Он послал за приставом Адмиралтейской части и приказал ему немедленно явиться вместе с инвалидным офицером и со спасенным утопленником, а Свиньина просил подождать в маленькой приемной перед кабинетом. Затем Кокошкин удалился в кабинет и, не затворяя за собою дверей, сел за стол и начал было подписывать бумаги; но сейчас же склонил голову на руки и заснул за столом в кресле.

ГЛАВА ОДИННАДЦАТАЯ

Тогда еще не было ни городских телеграфов, ни телефонов, а для спешной передачи приказаний начальства скакали по всем направлениям «сорок тысяч курьеров», о которых сохранится долговечное воспоминание в комедии Гоголя.

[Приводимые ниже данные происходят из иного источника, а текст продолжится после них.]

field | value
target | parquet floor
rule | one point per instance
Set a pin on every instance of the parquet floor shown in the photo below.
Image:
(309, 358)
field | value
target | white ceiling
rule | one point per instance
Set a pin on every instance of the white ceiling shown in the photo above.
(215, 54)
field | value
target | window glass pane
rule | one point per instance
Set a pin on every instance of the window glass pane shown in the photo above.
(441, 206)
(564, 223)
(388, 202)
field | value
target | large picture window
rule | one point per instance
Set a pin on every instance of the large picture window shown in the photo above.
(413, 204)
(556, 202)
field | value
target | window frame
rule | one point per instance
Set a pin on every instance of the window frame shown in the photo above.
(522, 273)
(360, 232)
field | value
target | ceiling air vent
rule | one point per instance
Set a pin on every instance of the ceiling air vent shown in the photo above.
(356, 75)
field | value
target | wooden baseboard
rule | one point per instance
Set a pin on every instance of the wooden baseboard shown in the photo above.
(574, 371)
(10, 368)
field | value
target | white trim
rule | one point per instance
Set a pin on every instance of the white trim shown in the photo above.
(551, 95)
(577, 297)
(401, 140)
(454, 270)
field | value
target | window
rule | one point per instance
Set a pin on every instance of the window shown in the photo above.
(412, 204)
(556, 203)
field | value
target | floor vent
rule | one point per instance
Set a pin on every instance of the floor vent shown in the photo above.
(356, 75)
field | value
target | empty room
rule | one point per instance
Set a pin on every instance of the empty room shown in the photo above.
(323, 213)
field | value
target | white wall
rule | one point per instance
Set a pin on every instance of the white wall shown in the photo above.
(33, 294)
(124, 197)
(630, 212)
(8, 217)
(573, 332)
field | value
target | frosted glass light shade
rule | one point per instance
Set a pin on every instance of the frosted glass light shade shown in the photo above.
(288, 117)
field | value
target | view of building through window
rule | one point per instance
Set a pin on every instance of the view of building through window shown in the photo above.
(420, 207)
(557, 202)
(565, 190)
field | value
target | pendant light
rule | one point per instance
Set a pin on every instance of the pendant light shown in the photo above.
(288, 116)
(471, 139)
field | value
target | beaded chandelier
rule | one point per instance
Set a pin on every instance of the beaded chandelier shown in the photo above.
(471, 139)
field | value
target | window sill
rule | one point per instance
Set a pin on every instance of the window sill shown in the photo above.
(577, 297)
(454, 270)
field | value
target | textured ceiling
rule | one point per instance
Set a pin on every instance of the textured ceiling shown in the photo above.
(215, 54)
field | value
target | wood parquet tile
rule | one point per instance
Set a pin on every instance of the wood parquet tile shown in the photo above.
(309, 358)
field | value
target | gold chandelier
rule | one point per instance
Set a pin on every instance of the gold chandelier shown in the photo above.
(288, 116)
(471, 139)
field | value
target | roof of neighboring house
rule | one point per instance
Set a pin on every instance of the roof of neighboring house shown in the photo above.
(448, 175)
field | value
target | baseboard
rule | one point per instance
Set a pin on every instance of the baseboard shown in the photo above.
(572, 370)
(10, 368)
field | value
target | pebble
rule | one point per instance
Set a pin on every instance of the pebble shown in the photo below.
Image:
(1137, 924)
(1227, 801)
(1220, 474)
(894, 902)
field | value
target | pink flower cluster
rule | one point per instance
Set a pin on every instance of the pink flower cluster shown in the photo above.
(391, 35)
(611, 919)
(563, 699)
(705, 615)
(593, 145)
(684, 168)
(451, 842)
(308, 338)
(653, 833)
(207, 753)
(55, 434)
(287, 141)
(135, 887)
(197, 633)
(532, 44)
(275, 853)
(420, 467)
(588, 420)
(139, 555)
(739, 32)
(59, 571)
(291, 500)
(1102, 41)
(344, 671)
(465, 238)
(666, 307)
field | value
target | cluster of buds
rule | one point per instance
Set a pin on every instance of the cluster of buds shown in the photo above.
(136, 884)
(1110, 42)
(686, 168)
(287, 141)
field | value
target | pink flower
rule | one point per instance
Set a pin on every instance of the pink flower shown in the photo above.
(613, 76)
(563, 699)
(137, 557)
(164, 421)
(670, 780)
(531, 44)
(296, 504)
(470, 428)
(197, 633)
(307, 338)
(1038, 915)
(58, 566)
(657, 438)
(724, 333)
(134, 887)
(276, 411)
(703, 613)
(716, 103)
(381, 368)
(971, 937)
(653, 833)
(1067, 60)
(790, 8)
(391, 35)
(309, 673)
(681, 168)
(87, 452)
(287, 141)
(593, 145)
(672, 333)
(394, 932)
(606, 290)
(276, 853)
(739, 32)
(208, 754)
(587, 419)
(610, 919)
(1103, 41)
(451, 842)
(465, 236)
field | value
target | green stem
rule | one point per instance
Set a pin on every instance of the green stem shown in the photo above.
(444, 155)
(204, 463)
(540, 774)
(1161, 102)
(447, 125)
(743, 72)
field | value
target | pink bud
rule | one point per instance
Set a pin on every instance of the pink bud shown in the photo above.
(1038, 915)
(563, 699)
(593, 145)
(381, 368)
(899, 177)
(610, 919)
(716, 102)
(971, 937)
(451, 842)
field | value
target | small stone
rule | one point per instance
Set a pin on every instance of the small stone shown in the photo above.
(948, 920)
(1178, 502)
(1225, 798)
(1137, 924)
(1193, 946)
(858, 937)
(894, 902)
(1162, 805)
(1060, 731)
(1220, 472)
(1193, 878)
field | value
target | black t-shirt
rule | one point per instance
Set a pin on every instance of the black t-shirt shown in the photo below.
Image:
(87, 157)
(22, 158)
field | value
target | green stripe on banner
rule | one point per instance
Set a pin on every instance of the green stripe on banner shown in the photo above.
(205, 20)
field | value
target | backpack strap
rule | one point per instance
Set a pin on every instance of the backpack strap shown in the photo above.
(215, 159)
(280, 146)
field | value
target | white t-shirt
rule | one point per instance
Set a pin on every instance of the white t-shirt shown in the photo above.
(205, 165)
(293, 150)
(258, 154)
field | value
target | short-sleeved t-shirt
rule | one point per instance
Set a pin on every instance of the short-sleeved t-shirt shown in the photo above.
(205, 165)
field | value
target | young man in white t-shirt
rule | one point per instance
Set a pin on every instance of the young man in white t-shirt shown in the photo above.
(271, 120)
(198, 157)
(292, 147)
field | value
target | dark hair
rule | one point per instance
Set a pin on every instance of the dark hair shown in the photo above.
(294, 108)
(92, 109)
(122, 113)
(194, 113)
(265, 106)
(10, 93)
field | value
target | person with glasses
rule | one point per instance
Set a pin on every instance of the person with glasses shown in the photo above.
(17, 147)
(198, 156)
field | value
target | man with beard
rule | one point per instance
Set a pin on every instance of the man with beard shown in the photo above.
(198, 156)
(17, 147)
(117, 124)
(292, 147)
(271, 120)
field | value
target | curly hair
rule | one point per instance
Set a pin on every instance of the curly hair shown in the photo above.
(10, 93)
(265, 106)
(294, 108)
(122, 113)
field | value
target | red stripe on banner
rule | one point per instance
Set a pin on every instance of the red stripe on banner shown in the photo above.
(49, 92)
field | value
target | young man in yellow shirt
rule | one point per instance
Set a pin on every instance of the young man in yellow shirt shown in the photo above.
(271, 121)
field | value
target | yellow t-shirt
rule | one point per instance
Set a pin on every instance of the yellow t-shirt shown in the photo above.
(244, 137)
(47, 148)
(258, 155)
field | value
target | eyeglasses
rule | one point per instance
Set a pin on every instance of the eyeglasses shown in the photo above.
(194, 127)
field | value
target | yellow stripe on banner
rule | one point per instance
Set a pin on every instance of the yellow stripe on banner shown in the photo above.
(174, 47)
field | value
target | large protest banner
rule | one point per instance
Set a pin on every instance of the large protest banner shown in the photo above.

Это, разумеется, не было так скоро, как телеграф или телефон, но зато сообщало городу значительное оживление и свидетельствовало о неусыпном бдении начальства.

Пока из Адмиралтейской части явились запыхавшийся пристав и офицер-спаситель, а также и спасенный утопленник, нервный и энергический генерал Кокошкин вздремнул и освежился. Это было заметно в выражении его лица и в проявлении его душевных способностей.

Кокошкин потребовал всех явившихся в кабинет и вместе с ними пригласил и Свиньина.

— Протокол? — односложно спросил освеженным голосом у пристава Кокошкин.

Тот молча подал ему сложенный лист бумаги и тихо прошептал:

— Должен просить дозволить мне доложить вашему превосходительству несколько слов по секрету…

— Хорошо.

Кокошкин отошел в амбразуру окна, а за ним пристав.

— Что такое?

Послышался неясный шепот пристава и ясные покрякиванья генерала…

— Гм… Да!.. Ну что ж такое?.. Это могло быть… Они на том стоят, чтобы сухими выскакивать… Ничего больше?

— Ничего-с.

Генерал вышел из амбразуры, присел к столу и начал читать. Он читал протокол про себя, не обнаруживая ни страха, ни сомнений, и затем непосредственно обратился с громким и твердым вопросом к спасенному:

— Как ты, братец, попал в полынью против дворца?

— Виноват, — отвечал спасенный.

— То-то! Был пьян?

— Виноват, пьян не был, а был выпимши.

— Зачем в воду попал?

— Хотел перейти поближе через лед, сбился и попал в воду.

— Значит, в глазах было темно?

— Темно, кругом темно было, ваше превосходительство!

— И ты не мог рассмотреть, кто тебя вытащил?

— Виноват, ничего не рассмотрел. Вот они, кажется. — Он указал на офицера и добавил: —Я не мог рассмотреть, был испужамшись.

— То-то и есть, шляетесь, когда надо спать! Всмотрись же теперь и помни навсегда, кто твой благодетель. Благородный человек жертвовал за тебя своею жизнью!

— Век буду помнить.

— Имя ваше, господин офицер? Офицер назвал себя по имени.

— Слышишь?

— Слушаю, ваше превосходительство.

— Ты православный?

— Православный, ваше превосходительство.

— В поминанье за здравие это имя запиши.

— Запишу, ваше превосходительство.

— Молись богу за него и ступай вон: ты больше не нужен.